L'éditorial du JDJ n°418 par Alexandra Roelandt

Levons les tabous !

Tout le monde a déjà entendu parler de l’Education à la Vie Sexuelle et Affective, au moins de nom.

Du moins, pourrait-on le croire.

Ces clefs d’accompagnement de nos enfants et ados, à une vie relationnelle, affective et sexuelle épanouie, censées faire partie de l’enseignement obligatoire depuis maintenant plus de dix ans (1), ne sont pourtant pas encore assez connues (2).

Un non-sens, à l’heure où on n’a jamais autant parlé du consentement libre et éclairé au coeur des relations, de la lutte contre le harcèlement, le sexisme ou encore les violences basées sur le genre.

A l’heure où créer des espaces de parole autour du corps (3), de sa relation à l’autre, de ses émotions, est indispensable pour faire de nos jeunes pousses des adultes éclairés et responsables.

Et pourtant ! Pour certains (de nombreux ?) adultes, parents ou professionnels, le sujet des relations affectives et sexuelles reste encore un tabou.

Certains parents ne savent pas comment aborder le sujet des règles et de la contraception avec leurs ados. D’autres craignent d’en parler : « Est-ce que parler de sexe à mes enfants ne va pas les pousser à être actifs encore plus jeune ? » « Est-ce qu’il n’y a pas d’autres priorités, comme leur apprendre à lire et écrire ? »
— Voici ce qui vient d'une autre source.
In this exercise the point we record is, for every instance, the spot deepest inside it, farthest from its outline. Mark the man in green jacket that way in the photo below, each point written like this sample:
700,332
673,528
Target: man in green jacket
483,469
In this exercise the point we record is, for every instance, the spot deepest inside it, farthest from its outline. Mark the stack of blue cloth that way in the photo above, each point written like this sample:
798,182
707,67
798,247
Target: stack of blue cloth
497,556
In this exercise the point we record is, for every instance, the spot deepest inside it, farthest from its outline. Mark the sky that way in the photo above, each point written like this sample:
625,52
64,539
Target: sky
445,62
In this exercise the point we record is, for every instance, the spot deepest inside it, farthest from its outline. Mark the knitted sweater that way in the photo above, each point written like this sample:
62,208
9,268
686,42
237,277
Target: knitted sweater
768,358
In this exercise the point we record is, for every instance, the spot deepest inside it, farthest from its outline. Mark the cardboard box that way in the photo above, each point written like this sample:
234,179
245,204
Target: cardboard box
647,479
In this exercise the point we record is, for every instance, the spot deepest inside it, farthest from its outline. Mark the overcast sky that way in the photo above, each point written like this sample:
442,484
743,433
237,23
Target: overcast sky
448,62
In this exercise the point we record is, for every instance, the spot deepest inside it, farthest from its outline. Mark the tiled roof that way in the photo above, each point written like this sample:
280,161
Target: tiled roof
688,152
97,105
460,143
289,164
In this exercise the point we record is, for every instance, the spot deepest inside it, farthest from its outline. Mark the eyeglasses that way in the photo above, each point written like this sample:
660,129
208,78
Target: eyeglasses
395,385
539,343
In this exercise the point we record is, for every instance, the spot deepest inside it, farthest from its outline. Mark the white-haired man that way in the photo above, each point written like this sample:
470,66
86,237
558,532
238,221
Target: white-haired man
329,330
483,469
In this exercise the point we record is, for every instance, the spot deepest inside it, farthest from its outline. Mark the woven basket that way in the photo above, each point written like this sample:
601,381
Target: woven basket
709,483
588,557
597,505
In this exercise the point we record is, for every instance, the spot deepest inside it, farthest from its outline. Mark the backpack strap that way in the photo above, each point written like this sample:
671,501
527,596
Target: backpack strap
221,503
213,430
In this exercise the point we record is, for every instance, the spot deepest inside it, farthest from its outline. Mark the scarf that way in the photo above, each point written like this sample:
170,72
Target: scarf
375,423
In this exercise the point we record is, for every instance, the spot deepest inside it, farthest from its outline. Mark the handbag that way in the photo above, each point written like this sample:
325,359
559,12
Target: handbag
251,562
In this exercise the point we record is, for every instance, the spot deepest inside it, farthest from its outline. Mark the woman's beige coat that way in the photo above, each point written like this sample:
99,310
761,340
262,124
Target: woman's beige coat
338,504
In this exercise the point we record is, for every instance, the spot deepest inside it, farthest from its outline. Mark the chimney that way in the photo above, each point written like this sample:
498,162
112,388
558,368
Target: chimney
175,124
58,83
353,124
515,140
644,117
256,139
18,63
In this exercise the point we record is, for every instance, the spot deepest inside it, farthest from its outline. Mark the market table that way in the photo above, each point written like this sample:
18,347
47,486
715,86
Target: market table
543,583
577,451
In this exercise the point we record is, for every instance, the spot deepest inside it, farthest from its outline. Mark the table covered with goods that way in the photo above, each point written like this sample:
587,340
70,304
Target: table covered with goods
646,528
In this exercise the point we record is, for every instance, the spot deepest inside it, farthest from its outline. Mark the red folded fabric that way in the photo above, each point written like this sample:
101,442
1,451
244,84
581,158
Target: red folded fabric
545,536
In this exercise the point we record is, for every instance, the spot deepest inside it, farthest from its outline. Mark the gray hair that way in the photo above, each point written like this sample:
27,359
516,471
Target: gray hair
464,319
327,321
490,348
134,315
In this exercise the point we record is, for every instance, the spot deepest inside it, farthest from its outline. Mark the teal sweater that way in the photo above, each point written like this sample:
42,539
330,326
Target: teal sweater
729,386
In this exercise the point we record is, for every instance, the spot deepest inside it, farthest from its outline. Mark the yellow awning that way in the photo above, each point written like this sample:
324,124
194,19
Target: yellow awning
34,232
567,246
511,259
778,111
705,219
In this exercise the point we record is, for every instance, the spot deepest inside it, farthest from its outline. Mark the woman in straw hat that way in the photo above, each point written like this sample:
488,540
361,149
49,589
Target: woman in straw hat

Du côté des écoles non plus, l’éducation à la vie relationnelle, sexuelle et affective n’est pas toujours proposée, parce que vue comme une mission non essentielle, ou parce que crainte par le corps éducatif ou la direction.

Les freins à la généralisation de l’EVRAS tiennent aussi au manque de formation des enseignants (jusqu’en 2022, elle ne faisait pas partie de leur formation de base) et, comme souvent dans le secteur de la jeunesse, de moyens humains et financiers mis à disposition des professionnels.

A cela s’ajoute le manque d’information, notamment sur l’accès à l’interruption volontaire de grossesse, en particulier de certaines catégories de la population, dont les femmes sans accès aux soins en Belgique, comme le montre l’article de Priscilla Fligitter, Céline Glorie et Sarah Melsens de Médecins du monde (ce numéro, p. 11) et les lignes directrices publiées par l’OMS sur l’accès à l’avortement sécurisé (ce numéro, p. 31).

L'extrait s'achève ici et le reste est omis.